# Why would my UPS turn off while under minimal load?



## MostlyCrazy (Dec 12, 2018)

I have a Cyberpower UPS model BRG1500AVRLCD, 900 watts.  Currently I have my desktop, monitor, and Router (TpLink AC3150, 60 watts) plugged into this. With my desktop, monitor and Router running my UPS has an estimated run time of 70 minutes.  I have fiber based internet with it's own battery that lasts about 24 hours and doesn't require constant building power.  Not too long ago we had a blackout that lasted several hours.  My desktop and monitor were turned off and only the Router was running.  

The router would run for about 20 minutes and then the UPS would shut down.  The front screen said it had an estimated run time of 120 minutes, but would shut down after about 20.  I could restart it and it would run fine for right at about 20-25 minutes again before shutting off.  It seemed, although I didn't do actual testing, that if I was loading pages or streaming something it seemed to delay the shutdown.  So it seemed like the UPS was shutting down when there was only a tiny power draw but not when it had an actual power load.

The Cyberpower web site doesn't mention anything and google only returns 20 pages of people asking why their UPS is beeping.  I have the Powerpanel software installed and I don't see any settings that could effect this behavior.  Any ideas why the UPS would shut off despite having plenty of power left and is there a way to stop this?


----------



## John Naylor (Dec 12, 2018)

Check your sleep settings ... Im wondering if the UPS is **thinking** ... "well if he's not here, why should I be ? "


----------



## R-T-B (Dec 12, 2018)

It probably can't detect a load that low, and shuts down to attempt to preserve the battery.


----------



## Kursah (Dec 12, 2018)

I know my Cyberpower UPS has two options to set.

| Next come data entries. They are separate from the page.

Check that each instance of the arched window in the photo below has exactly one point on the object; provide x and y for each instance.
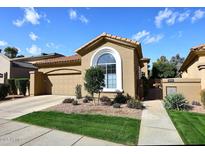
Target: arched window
(108, 63)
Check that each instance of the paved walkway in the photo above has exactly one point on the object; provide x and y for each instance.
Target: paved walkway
(15, 133)
(18, 107)
(156, 126)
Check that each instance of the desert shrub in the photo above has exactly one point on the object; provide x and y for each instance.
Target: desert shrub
(78, 91)
(75, 102)
(176, 102)
(68, 100)
(89, 98)
(116, 105)
(120, 98)
(12, 86)
(22, 85)
(134, 104)
(105, 100)
(85, 100)
(202, 93)
(196, 103)
(4, 90)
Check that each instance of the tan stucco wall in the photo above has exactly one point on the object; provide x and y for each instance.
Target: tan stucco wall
(128, 70)
(193, 71)
(4, 67)
(190, 88)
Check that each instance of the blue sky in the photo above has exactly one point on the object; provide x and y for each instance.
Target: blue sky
(162, 31)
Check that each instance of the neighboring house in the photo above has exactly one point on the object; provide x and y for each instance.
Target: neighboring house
(121, 59)
(20, 67)
(194, 65)
(193, 76)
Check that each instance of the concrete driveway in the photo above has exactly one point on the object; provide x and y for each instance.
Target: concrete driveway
(15, 133)
(18, 107)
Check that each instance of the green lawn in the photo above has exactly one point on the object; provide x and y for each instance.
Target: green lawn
(116, 129)
(191, 126)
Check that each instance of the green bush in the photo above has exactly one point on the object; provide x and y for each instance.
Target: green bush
(176, 102)
(202, 93)
(68, 100)
(120, 98)
(85, 100)
(78, 93)
(134, 104)
(4, 90)
(116, 105)
(105, 100)
(12, 86)
(22, 85)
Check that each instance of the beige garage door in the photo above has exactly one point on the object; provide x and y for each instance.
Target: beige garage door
(64, 84)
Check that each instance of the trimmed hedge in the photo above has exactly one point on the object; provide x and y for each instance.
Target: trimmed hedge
(4, 90)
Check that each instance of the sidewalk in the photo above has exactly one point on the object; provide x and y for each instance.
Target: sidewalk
(15, 133)
(156, 126)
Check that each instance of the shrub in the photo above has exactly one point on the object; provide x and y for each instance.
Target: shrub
(105, 100)
(134, 104)
(120, 98)
(12, 86)
(196, 103)
(22, 85)
(116, 105)
(78, 91)
(89, 98)
(176, 102)
(202, 93)
(68, 100)
(4, 90)
(75, 102)
(85, 100)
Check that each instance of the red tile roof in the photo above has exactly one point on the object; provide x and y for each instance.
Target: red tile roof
(73, 58)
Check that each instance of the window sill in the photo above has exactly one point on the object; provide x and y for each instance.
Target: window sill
(106, 90)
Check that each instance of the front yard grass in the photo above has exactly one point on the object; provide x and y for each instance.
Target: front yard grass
(191, 126)
(115, 129)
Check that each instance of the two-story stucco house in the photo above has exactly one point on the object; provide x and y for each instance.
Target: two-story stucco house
(121, 59)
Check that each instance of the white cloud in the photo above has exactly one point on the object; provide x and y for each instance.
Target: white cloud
(33, 36)
(172, 19)
(83, 19)
(183, 16)
(34, 50)
(3, 43)
(146, 37)
(162, 15)
(52, 45)
(140, 35)
(152, 39)
(30, 16)
(73, 14)
(198, 14)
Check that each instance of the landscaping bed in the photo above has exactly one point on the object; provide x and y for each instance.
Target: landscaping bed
(91, 108)
(191, 126)
(115, 129)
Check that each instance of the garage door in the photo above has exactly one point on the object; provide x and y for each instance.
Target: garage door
(64, 84)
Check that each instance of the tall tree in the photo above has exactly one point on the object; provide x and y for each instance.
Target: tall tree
(177, 61)
(162, 68)
(11, 52)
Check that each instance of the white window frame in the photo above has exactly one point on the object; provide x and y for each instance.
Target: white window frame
(116, 55)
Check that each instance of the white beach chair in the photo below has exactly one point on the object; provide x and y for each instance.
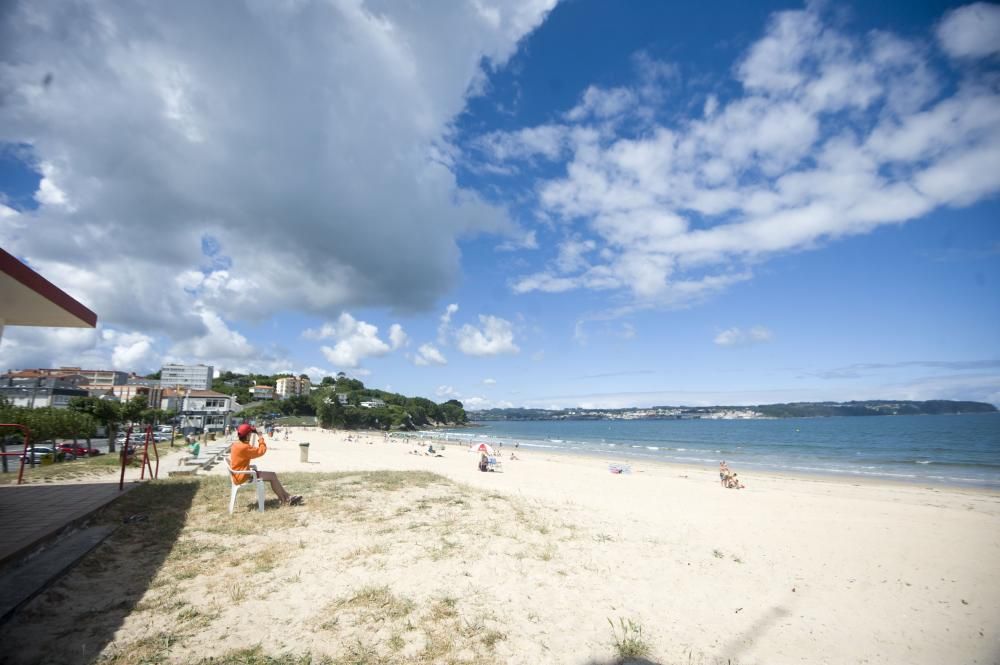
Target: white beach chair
(257, 482)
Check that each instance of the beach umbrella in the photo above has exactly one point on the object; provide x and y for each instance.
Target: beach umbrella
(483, 448)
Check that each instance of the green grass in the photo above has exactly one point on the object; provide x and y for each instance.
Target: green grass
(198, 553)
(627, 639)
(86, 466)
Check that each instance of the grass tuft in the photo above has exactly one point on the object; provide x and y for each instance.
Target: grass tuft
(627, 639)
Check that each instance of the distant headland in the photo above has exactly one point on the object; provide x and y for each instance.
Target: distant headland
(789, 410)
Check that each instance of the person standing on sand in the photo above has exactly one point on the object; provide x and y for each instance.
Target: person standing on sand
(239, 459)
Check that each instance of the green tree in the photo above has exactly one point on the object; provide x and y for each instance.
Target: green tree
(108, 412)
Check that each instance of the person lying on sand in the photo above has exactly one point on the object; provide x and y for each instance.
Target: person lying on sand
(724, 473)
(242, 452)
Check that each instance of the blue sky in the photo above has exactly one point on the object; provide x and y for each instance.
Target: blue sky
(581, 204)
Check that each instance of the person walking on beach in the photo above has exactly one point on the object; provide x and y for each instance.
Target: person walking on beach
(239, 459)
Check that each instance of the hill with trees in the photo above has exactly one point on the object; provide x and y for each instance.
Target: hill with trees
(346, 403)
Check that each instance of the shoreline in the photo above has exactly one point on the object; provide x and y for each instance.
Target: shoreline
(846, 478)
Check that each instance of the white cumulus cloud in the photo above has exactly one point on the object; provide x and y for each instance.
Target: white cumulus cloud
(494, 336)
(397, 336)
(831, 135)
(740, 337)
(972, 31)
(280, 132)
(428, 354)
(355, 341)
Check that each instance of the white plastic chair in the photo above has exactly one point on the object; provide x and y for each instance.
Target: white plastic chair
(236, 487)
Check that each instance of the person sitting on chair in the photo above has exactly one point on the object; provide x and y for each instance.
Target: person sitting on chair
(239, 459)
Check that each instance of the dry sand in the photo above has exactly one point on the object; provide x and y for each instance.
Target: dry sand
(528, 566)
(788, 570)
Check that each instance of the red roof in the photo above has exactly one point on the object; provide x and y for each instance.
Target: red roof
(31, 300)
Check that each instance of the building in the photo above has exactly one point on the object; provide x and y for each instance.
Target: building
(39, 392)
(289, 386)
(198, 410)
(195, 377)
(94, 377)
(261, 393)
(150, 388)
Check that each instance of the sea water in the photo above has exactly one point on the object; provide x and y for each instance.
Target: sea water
(954, 450)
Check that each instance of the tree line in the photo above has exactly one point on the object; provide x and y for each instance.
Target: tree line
(325, 402)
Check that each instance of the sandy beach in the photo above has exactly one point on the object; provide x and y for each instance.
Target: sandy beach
(787, 570)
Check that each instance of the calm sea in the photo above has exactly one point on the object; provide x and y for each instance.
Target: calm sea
(962, 450)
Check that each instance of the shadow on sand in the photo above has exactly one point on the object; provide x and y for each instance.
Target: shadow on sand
(75, 619)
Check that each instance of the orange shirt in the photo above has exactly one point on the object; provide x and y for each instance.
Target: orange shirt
(240, 455)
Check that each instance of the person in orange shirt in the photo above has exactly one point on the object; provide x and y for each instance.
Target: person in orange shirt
(242, 452)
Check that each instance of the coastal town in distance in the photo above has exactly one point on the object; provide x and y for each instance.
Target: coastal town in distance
(791, 410)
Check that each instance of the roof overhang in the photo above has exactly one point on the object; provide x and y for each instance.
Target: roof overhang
(28, 299)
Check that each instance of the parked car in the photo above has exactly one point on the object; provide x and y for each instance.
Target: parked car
(79, 449)
(37, 453)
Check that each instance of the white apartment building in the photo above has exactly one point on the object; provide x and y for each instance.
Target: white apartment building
(262, 392)
(288, 386)
(199, 410)
(195, 377)
(95, 377)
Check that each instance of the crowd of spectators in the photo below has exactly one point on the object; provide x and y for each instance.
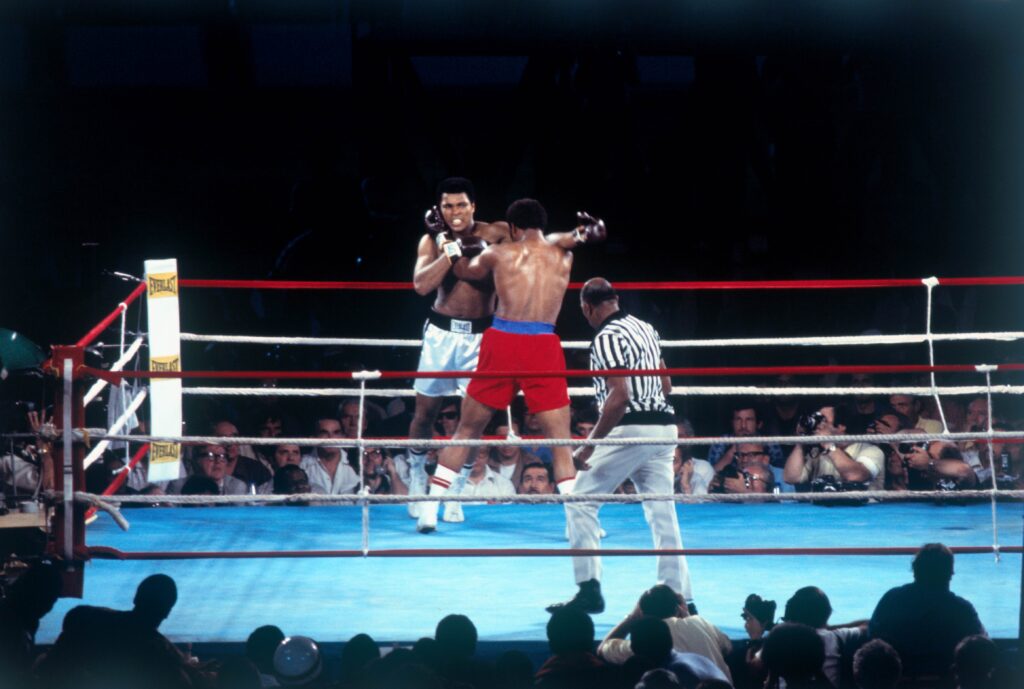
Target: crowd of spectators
(817, 464)
(920, 635)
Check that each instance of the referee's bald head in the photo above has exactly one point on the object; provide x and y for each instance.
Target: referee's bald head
(596, 291)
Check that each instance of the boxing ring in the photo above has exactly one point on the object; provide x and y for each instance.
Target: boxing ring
(354, 563)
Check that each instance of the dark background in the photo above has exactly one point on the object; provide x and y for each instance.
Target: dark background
(720, 140)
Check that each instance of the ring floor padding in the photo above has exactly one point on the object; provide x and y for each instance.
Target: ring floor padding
(401, 599)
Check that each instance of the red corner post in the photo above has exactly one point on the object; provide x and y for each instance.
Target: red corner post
(68, 544)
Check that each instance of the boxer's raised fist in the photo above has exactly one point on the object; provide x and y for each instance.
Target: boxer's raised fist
(448, 246)
(589, 229)
(434, 221)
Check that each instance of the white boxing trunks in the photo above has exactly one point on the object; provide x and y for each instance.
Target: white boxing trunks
(449, 344)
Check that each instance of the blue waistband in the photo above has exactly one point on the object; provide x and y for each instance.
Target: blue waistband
(522, 327)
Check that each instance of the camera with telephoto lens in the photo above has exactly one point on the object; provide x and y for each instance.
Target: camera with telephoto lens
(907, 447)
(809, 422)
(730, 471)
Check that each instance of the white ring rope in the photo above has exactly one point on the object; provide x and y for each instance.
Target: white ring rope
(126, 356)
(843, 340)
(677, 391)
(101, 446)
(991, 463)
(359, 500)
(555, 442)
(930, 284)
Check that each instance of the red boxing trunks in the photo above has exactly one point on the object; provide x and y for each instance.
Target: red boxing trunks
(520, 346)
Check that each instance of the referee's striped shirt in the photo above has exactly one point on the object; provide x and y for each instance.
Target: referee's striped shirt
(626, 342)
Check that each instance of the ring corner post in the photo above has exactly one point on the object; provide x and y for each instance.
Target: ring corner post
(68, 544)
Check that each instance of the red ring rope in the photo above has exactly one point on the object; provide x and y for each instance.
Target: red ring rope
(713, 285)
(108, 553)
(88, 338)
(121, 477)
(118, 376)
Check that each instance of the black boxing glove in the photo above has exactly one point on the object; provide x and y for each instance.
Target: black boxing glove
(451, 248)
(434, 221)
(590, 229)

Shut off after running for XX minutes and shut off with xx minutes remaining. It's a 1000PFCLCD from about 3 years ago iirc. 

What are your settings in the CyberPower PowerPanel?

I'd suggest performing some more testing too, pull the power from the wall and do a rundown test with different loads (router only, router + PC + monitor, PC + monitor). Do they all exhibit the same results that you're reporting here?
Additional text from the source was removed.